サイトカインストーム現象は、SARS患者の間でも注目されている分野である。SARS-CoV-2患者のインフラマソーム活性を調査した新しい研究では、ヒト単球におけるNLRP3インフラマソームの関与とパイロトーシスが示唆され、炎症性サイトカインの放出を悪化させることがわかった(29,80)。さらに、ロピナビル、リバビリン、アタザナビルの効果を比較した研究では、アタザナビルがウイルス抗原の初期のタンパク質分解処理を阻害することで、単球の溶解死を防ぐ可能性が示されている(29)。このことは、シトクロムP450 3A4アイソザイムを阻害し、プロテアーゼ阻害剤の代謝を阻害するリトナビルを低用量で投与し、アタザナビルを増量して検討する価値があることを示唆している(52)。アタザナビルと試験管内試験のVero細胞およびヒト肺上皮細胞を用いた初期の研究では、有望な結果が得られた。アタザナビルは、SARS-CoV-2の複製を阻害し、感染した単球におけるIL-6とTNF-αのウイルス誘発性の増強を抑制することが判明し(30)、臨床試験に向けた別の薬剤の可能性を示唆している。しかし、ロピナビルは、試験管内試験での有効性と前臨床試験の結果から、同様に臨床試験を提案されていたが、臨床試験では患者の臨床的改善が見られなかったことが重要な制限となっている(41)。しかし、アタザナビルは、肺組織でのバイオアベイラビリティーが高く、組織親和性も高いことが示されている(33)。

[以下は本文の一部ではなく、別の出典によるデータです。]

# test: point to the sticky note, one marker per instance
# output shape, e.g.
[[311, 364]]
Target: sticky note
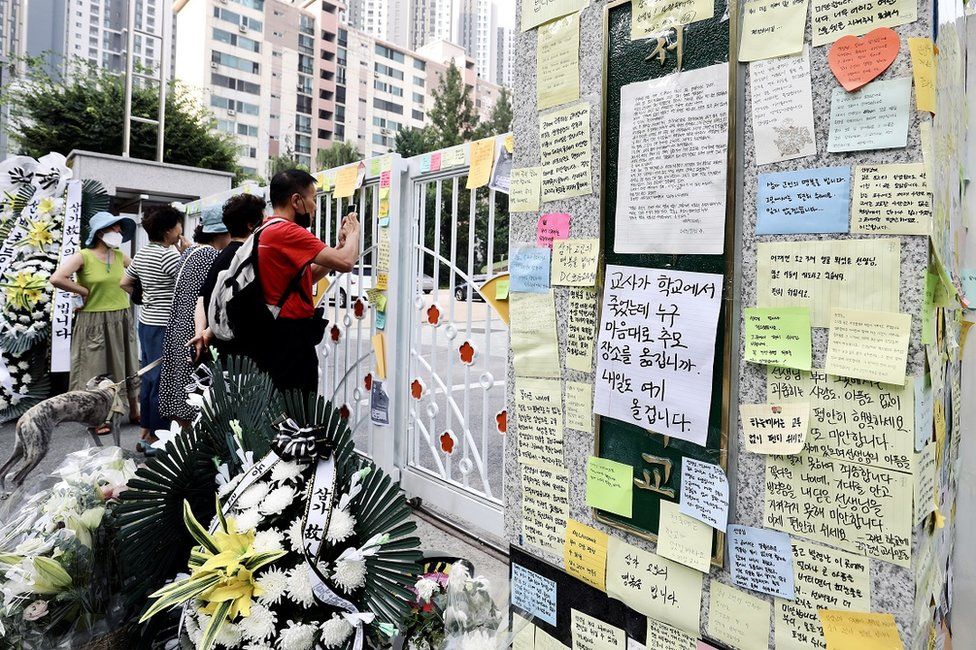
[[761, 560], [610, 486], [778, 336], [804, 201], [870, 345]]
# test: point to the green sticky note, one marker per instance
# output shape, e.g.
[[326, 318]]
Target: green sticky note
[[778, 336], [610, 486]]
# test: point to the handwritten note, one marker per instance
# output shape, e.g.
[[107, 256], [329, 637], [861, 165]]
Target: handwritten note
[[778, 336], [804, 201], [772, 28], [739, 619], [654, 586], [564, 142], [891, 200], [557, 62], [851, 419], [673, 139], [581, 329], [705, 492], [823, 578], [875, 117], [574, 262], [855, 507], [524, 191], [533, 335], [656, 349], [832, 19], [683, 539], [870, 345], [827, 274], [775, 428], [534, 594], [782, 103], [761, 560], [610, 486]]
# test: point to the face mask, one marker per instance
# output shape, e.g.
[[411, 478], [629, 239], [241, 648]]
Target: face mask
[[112, 239]]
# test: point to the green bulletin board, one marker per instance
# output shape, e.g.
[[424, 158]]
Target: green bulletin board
[[705, 43]]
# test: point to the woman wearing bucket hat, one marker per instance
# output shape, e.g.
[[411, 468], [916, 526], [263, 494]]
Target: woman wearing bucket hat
[[103, 341]]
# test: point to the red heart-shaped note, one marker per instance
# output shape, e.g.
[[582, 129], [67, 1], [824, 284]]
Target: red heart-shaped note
[[856, 61]]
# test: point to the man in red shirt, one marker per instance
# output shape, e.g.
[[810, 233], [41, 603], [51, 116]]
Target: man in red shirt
[[291, 259]]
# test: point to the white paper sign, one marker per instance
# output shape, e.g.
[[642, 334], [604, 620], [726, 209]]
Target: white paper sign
[[656, 349], [671, 184]]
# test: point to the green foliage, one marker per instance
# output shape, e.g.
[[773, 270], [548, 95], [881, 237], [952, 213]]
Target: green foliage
[[86, 111]]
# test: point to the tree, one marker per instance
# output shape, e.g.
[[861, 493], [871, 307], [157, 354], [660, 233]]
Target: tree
[[86, 110], [453, 119], [339, 154]]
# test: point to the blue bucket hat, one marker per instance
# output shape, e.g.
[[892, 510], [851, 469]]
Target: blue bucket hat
[[213, 220], [102, 220]]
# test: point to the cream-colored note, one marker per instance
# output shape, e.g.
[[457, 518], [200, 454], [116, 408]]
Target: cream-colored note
[[683, 539], [832, 19], [654, 17], [545, 505], [828, 274], [574, 262], [532, 322], [654, 586], [779, 429], [557, 62], [823, 577], [581, 329], [858, 508], [891, 200], [579, 406], [851, 419], [564, 143], [523, 195], [772, 28], [593, 634], [738, 618], [870, 345], [538, 410]]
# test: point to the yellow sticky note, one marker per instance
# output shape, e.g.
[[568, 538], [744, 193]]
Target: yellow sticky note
[[923, 70], [870, 345], [683, 539], [860, 631], [779, 429], [585, 554], [737, 618], [778, 336], [482, 160]]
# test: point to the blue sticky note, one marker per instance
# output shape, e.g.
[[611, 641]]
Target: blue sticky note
[[534, 594], [761, 560], [804, 201], [529, 269]]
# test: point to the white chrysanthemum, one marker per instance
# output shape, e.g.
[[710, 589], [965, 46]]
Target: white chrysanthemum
[[269, 541], [273, 582], [297, 636], [300, 586], [285, 472], [341, 526], [335, 631], [350, 574], [277, 500], [260, 624]]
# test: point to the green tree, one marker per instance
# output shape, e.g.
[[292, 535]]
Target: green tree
[[86, 111], [340, 153]]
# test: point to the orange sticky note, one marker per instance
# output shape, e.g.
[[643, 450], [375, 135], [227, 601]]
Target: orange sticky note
[[856, 61]]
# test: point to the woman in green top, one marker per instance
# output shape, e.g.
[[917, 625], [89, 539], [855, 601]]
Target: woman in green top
[[103, 341]]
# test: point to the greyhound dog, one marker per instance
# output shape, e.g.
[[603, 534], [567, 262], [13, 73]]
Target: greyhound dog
[[93, 406]]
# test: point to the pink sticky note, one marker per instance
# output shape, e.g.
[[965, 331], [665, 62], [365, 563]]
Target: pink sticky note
[[554, 225]]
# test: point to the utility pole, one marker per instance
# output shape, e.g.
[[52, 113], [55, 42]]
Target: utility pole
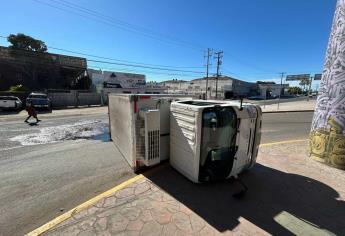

IL-6受容体拮抗薬であるトシリズマブは、様々な国で臨床試験が行われており、免疫病理や疾患の重症度に関連する炎症性のIL-6の過剰な上昇を管理し、患者に見られるサイトカインストーム症候群を抑制するための治療オプションとして期待されている(53,61)。IL-6は、病原体に対する自然免疫反応と適応免疫反応の統合に重要な役割を果たしていることから(18)、最近行われたSARS-CoV-2の前向きコホート研究(67)でも裏付けられているように、IL-6を阻害すると、かえってウイルスの排出が遅くなる可能性がある。慢性的な線維性疾患を促進するIL-6の役割と、急性疾患の段階でのIL-6の抑制が、SARS-CoV-2患者に見られる長期的な呼吸器障害を軽減できるかどうかは、今後の課題である(78)。重症のSARS-CoV-2による長期的な組織回復のための治療法はまだ検討されておらず、最近では生体材料が損傷した組織の再生に大きな可能性を示している(81)。

結論

コロナウイルスは、歴史的に多くの伝染病や現在のパンデミックの原因となってきた。この総説では、既存のコロナウイルスの病原性をめぐる既存の文献を整理し、単球やマクロファージを介して異常な免疫反応を引き起こすウイルスの能力についてまとめた。ウイルスは、免疫細胞に感染してその拡散を促進し、IFN反応を遅らせてウイルスの強力な複製を可能にし、サイトカインストームを引き起こして重篤な臨床症状を引き起こす能力がある。これは、現在のパンデミックに関連しており、患者の自然免疫反応がどのように歪んで様々な臨床症状を引き起こすかについての洞察を与えるとともに、新たな治療法を検討する機会を提供するものである。過去は未来を予測するのに適している。様々なコロナウイルス株を見ることで、このウイルスファミリーの病原性の類似性について貴重な洞察を得ることができ、将来の新しい株に備えることができる。